AAmong the biggest challenges are providing software tools for information access, management, and analysis that support the life scientist who is not trained as a bioinformatician. Bioinformatics must be seen as an essential part of the discovery process and a natural extension of the lab bench, and the sector must provide flexible tools that are biology-smart and easy to use. Making bioinformatics tools more robust to address larger scale and more complex problems is the simple part compared to guiding the convergence of biologists and bioinformatics to accelerate the pace of research. The continual need to reveal and understand biomolecular profiles and patterns in context of their underlying associations will always remain a challenge for life science researcher.

Data integration is an integral component of the drug discovery process: we need affordable bioinformatics solutions that enable drug researchers to integrate and deliver the ever changing and disparate data.

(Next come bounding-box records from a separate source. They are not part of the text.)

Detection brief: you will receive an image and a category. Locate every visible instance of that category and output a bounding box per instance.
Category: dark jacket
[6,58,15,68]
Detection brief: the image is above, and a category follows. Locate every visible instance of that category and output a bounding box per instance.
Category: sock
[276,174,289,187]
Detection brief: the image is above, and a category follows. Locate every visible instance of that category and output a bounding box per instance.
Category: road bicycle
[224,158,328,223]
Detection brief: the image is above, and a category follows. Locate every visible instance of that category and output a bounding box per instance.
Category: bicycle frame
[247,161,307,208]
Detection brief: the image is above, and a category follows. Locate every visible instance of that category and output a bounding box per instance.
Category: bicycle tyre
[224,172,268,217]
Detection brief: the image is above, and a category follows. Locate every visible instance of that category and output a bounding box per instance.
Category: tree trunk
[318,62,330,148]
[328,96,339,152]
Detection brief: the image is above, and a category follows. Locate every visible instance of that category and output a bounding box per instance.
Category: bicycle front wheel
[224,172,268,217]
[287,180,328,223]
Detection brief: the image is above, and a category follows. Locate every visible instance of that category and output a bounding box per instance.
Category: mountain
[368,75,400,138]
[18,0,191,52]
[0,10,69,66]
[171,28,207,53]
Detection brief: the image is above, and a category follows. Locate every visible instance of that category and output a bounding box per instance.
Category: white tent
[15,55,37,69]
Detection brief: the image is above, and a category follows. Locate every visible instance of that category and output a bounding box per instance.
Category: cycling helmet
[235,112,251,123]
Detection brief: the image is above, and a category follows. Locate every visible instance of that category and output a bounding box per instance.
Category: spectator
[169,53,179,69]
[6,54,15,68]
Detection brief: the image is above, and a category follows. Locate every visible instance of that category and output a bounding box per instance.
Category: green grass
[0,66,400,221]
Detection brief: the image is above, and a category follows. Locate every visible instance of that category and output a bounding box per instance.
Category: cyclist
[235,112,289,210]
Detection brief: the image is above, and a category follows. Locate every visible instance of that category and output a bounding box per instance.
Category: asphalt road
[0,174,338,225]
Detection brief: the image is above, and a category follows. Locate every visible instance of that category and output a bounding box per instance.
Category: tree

QWhat do you see as the most important task for bioinformatics to address beyond genome sequencing?

AThe most important task for bioinformatics to address is that of data integration and system interoperability. As long as it is difficult for researchers to manage their information, all problems will be harder to solve. Today’s researchers spend too much time working with research content delivered as HTML files and other formats that convey little biological meaning and are difficult to move through discovery pipelines. Once the community agrees on and supports common XML data standards and vocabularies the next challenges of bioinformatics will be readily approached. Information and application standards will also enhance the ability of academic and government efforts to provide the next generations of tools and databases that plug into accepted information platforms.

QWith what companies do you have partnerships?

AWe will continue to partner with like-minded companies that believe in the "enabling information at the desktop" for the researcher. Our ‘front-end’ applications, such as LabBook XML Genomic Browser will enable IBM’s discovery link/DB2 backend database solution. Our eLabBook will bring Wiley’s world-class Current Protocols and InterScience to the desktop in an alive and highly interactive environment for the researcher to access content. Other premier content partners include NERAC and Ohio State University Human Cancer Genetics Program.